The shell and roof of the Palace of Auburn Hills, which was home to three championship Detroit Pistons teams and three Detroit Shock teams and played host to some of the world’s biggest musical acts during its nearly 30-year run, crumbled to the ground following a series explosive pops. The rest of the arena had already been removed.
The Palace, which opened in 1988, held more than 22,000 people for NBA games and up to 23,000 for concerts and other shows, according to nba.com.
After the Pistons relocated in 2017 to downtown Detroit, the arena about 30 miles northwest of the city continued to host concerts and music events, the last in September 2017 by rocker Bob Seger.
The arena was also the site of Iowa State’s Elite 8 loss to Michigan State in 2000. The moment was recently voted “Iowa’s Greatest Gut Punch” in WHO 13’s tournament to decide the most heartbreaking sports moment in state history.
The top-seeded Spartans pulled off a 23-5 run to beat the No. 2 seed Cyclones 75-64. Iowa State was leading by seven points with 5:49 remaining in the game and felt like a Final Four berth was imminent. Cyclones head coach Larry Eustachy was ejected down the stretch.
Iowa State finished the season 32-5 and was considered a national championship contender. Michigan State would go on to win the title.

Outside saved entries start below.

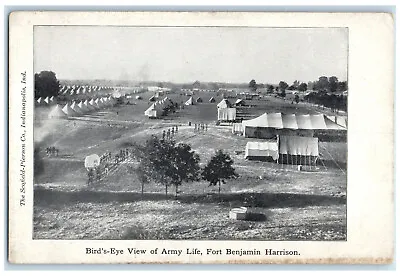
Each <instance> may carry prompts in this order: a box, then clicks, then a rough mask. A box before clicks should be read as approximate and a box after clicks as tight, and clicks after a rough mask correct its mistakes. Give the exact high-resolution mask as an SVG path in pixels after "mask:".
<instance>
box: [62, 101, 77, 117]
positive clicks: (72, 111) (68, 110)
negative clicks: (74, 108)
mask: <svg viewBox="0 0 400 276" xmlns="http://www.w3.org/2000/svg"><path fill="white" fill-rule="evenodd" d="M62 111H64V113H65V114H67V115H68V116H76V115H78V113H76V111H74V110H73V109H72V108H71V107H70V106H69V105H68V103H66V104H65V106H64V107H63V109H62Z"/></svg>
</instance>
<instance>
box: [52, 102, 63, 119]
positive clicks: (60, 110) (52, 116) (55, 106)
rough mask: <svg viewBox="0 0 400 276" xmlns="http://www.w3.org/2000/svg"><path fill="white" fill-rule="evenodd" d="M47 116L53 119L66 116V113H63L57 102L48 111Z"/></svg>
mask: <svg viewBox="0 0 400 276" xmlns="http://www.w3.org/2000/svg"><path fill="white" fill-rule="evenodd" d="M48 117H49V118H50V119H55V118H67V114H65V113H64V112H63V111H62V109H61V106H59V105H58V104H57V105H56V106H55V107H54V108H53V109H52V110H51V111H50V113H49V115H48Z"/></svg>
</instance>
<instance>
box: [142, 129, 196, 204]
mask: <svg viewBox="0 0 400 276" xmlns="http://www.w3.org/2000/svg"><path fill="white" fill-rule="evenodd" d="M135 156H136V157H137V159H138V161H139V165H138V167H137V175H138V177H139V180H140V181H141V182H142V187H143V185H144V183H146V182H148V181H150V180H153V181H155V182H156V183H160V184H162V185H164V186H165V195H166V196H167V195H168V187H169V186H171V185H173V186H175V197H177V196H178V187H179V186H180V185H182V183H183V182H188V181H194V180H198V174H199V171H200V167H199V161H200V157H199V155H198V154H196V153H195V152H194V151H193V150H192V149H191V147H190V145H188V144H183V143H181V144H176V143H175V141H173V140H170V139H165V140H164V139H158V138H157V137H156V136H152V137H151V138H150V139H148V140H147V141H146V143H145V145H144V146H138V147H137V150H136V151H135Z"/></svg>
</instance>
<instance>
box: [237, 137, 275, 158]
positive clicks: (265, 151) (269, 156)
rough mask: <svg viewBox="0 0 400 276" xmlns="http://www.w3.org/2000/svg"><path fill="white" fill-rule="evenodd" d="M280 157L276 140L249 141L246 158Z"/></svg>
mask: <svg viewBox="0 0 400 276" xmlns="http://www.w3.org/2000/svg"><path fill="white" fill-rule="evenodd" d="M268 157H272V159H273V160H277V159H278V158H279V151H278V143H277V142H276V141H274V142H269V141H268V142H247V144H246V151H245V158H248V159H252V158H268Z"/></svg>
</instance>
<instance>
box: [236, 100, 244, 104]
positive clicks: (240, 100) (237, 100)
mask: <svg viewBox="0 0 400 276" xmlns="http://www.w3.org/2000/svg"><path fill="white" fill-rule="evenodd" d="M240 103H242V104H243V103H244V100H243V99H237V100H236V102H235V104H240Z"/></svg>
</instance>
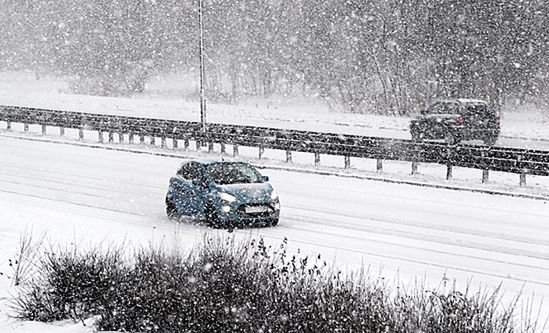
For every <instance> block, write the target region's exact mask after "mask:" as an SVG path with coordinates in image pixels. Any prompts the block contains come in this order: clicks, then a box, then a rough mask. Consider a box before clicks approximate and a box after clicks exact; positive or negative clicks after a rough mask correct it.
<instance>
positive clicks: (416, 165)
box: [412, 161, 419, 175]
mask: <svg viewBox="0 0 549 333" xmlns="http://www.w3.org/2000/svg"><path fill="white" fill-rule="evenodd" d="M418 165H419V163H418V162H416V161H412V175H415V174H417V166H418Z"/></svg>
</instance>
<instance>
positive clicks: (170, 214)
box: [166, 198, 178, 220]
mask: <svg viewBox="0 0 549 333" xmlns="http://www.w3.org/2000/svg"><path fill="white" fill-rule="evenodd" d="M166 216H168V218H169V219H170V220H172V219H176V218H177V217H178V214H177V208H176V207H175V204H174V203H173V202H172V201H171V200H169V199H168V198H166Z"/></svg>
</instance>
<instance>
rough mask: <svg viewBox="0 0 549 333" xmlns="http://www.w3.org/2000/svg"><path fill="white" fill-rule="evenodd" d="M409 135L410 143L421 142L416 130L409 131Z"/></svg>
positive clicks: (419, 136) (411, 130) (418, 133)
mask: <svg viewBox="0 0 549 333" xmlns="http://www.w3.org/2000/svg"><path fill="white" fill-rule="evenodd" d="M410 134H411V135H412V141H419V140H421V134H420V133H419V132H418V131H417V130H411V131H410Z"/></svg>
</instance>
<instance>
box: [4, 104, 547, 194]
mask: <svg viewBox="0 0 549 333" xmlns="http://www.w3.org/2000/svg"><path fill="white" fill-rule="evenodd" d="M0 121H4V122H6V123H7V128H8V129H10V128H11V123H23V124H25V129H28V125H29V124H32V125H42V131H43V133H45V132H46V126H54V127H59V128H60V129H61V135H63V133H64V128H72V129H79V130H80V131H79V133H80V138H81V139H83V136H84V130H92V131H98V132H99V140H100V141H103V133H108V137H109V141H113V135H114V134H119V135H120V138H121V140H120V141H122V140H123V135H124V134H127V135H128V136H129V140H130V141H133V138H134V136H138V137H139V139H140V141H141V142H144V140H145V137H149V138H151V140H154V138H161V139H162V142H163V143H164V142H165V140H166V139H172V140H174V141H173V143H174V145H173V146H174V148H177V142H178V141H179V140H184V142H185V146H186V147H188V142H189V141H196V142H199V143H208V144H209V145H210V147H211V149H213V143H218V144H221V145H222V150H223V151H224V149H225V148H224V147H225V144H229V145H232V146H233V149H234V154H235V155H236V154H238V146H249V147H258V148H259V156H260V157H261V155H262V153H263V150H264V149H266V148H268V149H278V150H283V151H286V152H287V153H286V157H287V161H289V162H291V158H292V157H291V152H307V153H313V154H315V164H317V163H319V162H320V154H327V155H339V156H344V157H345V167H349V166H350V158H351V157H360V158H370V159H376V160H378V162H377V167H378V170H381V169H382V161H383V160H397V161H409V162H412V173H414V172H415V171H417V163H437V164H444V165H446V166H447V170H448V171H447V178H451V177H452V167H454V166H455V167H465V168H475V169H480V170H484V172H483V181H485V180H487V179H488V170H493V171H503V172H510V173H517V174H520V175H521V177H520V183H521V184H525V182H526V180H525V179H526V178H525V177H526V175H527V174H531V175H541V176H549V151H542V150H530V149H517V148H504V147H490V146H478V145H467V144H459V145H447V144H445V143H438V142H415V141H412V140H402V139H389V138H378V137H367V136H358V135H347V134H345V135H342V134H334V133H320V132H310V131H298V130H284V129H278V128H266V127H253V126H239V125H226V124H208V125H207V128H206V132H204V131H202V129H201V126H200V123H198V122H186V121H177V120H162V119H152V118H138V117H125V116H116V115H101V114H91V113H80V112H68V111H55V110H45V109H36V108H27V107H17V106H0Z"/></svg>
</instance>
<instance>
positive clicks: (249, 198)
mask: <svg viewBox="0 0 549 333" xmlns="http://www.w3.org/2000/svg"><path fill="white" fill-rule="evenodd" d="M217 189H218V191H220V192H226V193H229V194H231V195H234V196H235V197H236V198H237V199H238V200H240V201H244V202H262V201H270V200H271V193H272V191H273V188H272V186H271V185H270V184H269V183H256V184H230V185H217Z"/></svg>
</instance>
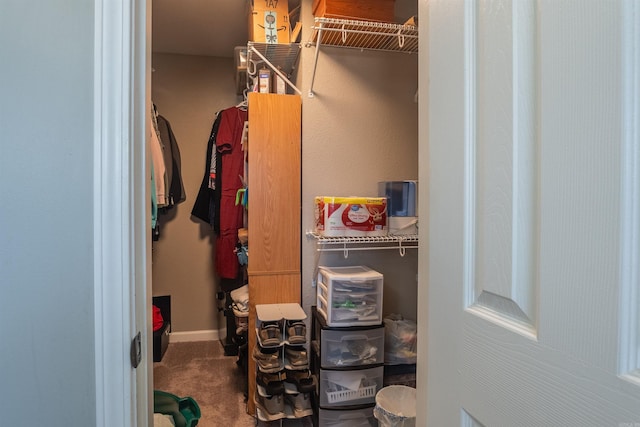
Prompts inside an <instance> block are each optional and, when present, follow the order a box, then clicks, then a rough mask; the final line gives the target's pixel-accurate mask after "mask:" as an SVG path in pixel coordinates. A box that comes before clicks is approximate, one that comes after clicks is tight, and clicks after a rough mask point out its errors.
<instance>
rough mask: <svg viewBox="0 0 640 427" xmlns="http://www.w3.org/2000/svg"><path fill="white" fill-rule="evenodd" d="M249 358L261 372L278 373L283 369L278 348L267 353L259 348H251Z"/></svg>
mask: <svg viewBox="0 0 640 427" xmlns="http://www.w3.org/2000/svg"><path fill="white" fill-rule="evenodd" d="M251 358H252V359H253V360H254V361H255V362H256V364H257V365H258V369H259V370H261V371H262V372H267V373H270V372H278V371H281V370H282V368H284V366H282V365H283V364H282V357H281V355H280V349H279V348H277V349H276V350H275V351H268V350H267V349H261V348H260V346H255V347H253V353H252V354H251Z"/></svg>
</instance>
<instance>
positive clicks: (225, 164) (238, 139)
mask: <svg viewBox="0 0 640 427" xmlns="http://www.w3.org/2000/svg"><path fill="white" fill-rule="evenodd" d="M246 120H247V111H246V110H242V109H240V108H237V107H231V108H228V109H226V110H224V111H223V116H222V121H221V122H220V127H219V129H218V134H217V136H216V148H217V156H218V157H221V167H222V170H220V171H218V174H220V175H221V187H220V202H219V212H220V213H219V218H220V232H219V234H218V238H217V239H216V270H217V272H218V274H219V275H220V277H222V278H229V279H231V278H237V276H238V269H239V267H238V256H237V255H236V253H235V247H236V242H237V241H238V229H239V228H242V225H243V224H242V215H243V212H244V211H243V209H244V207H243V206H242V205H236V193H237V192H238V190H239V189H240V188H243V183H242V176H243V172H244V154H243V152H242V130H243V128H244V122H245V121H246Z"/></svg>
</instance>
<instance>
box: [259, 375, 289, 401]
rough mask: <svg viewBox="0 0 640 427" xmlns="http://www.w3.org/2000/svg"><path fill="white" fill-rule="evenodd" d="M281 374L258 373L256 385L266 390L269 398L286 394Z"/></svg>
mask: <svg viewBox="0 0 640 427" xmlns="http://www.w3.org/2000/svg"><path fill="white" fill-rule="evenodd" d="M282 380H283V378H282V375H281V374H280V372H276V373H270V372H262V371H260V370H259V371H258V372H257V373H256V383H257V384H258V385H259V386H261V387H262V388H264V390H265V393H266V394H267V395H269V396H273V395H275V394H282V393H284V383H283V382H282Z"/></svg>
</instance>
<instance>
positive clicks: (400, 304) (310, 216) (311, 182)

Iowa's Greatest Gut Punch Champion is crowned…IOWA STATE'S 2000 NCAA ELITE 8 LOSS TO MICHIGAN STATE IS OUR WINNER! Congratulations Cyclones…We Think.
Thanks to all those who followed, participated and voted. All in good fun. @BlazingGloryIA. pic.twitter.com/9yLHTueNIG
— SoundOFF (@SoundOFF13) June 27, 2020
The Palace of Auburn Hills was also the site of the infamous “Malice at the Palace” brawl during a game between the Detroit Pistons and Indiana Pacers.
A new mixed-use development project is planned for the site.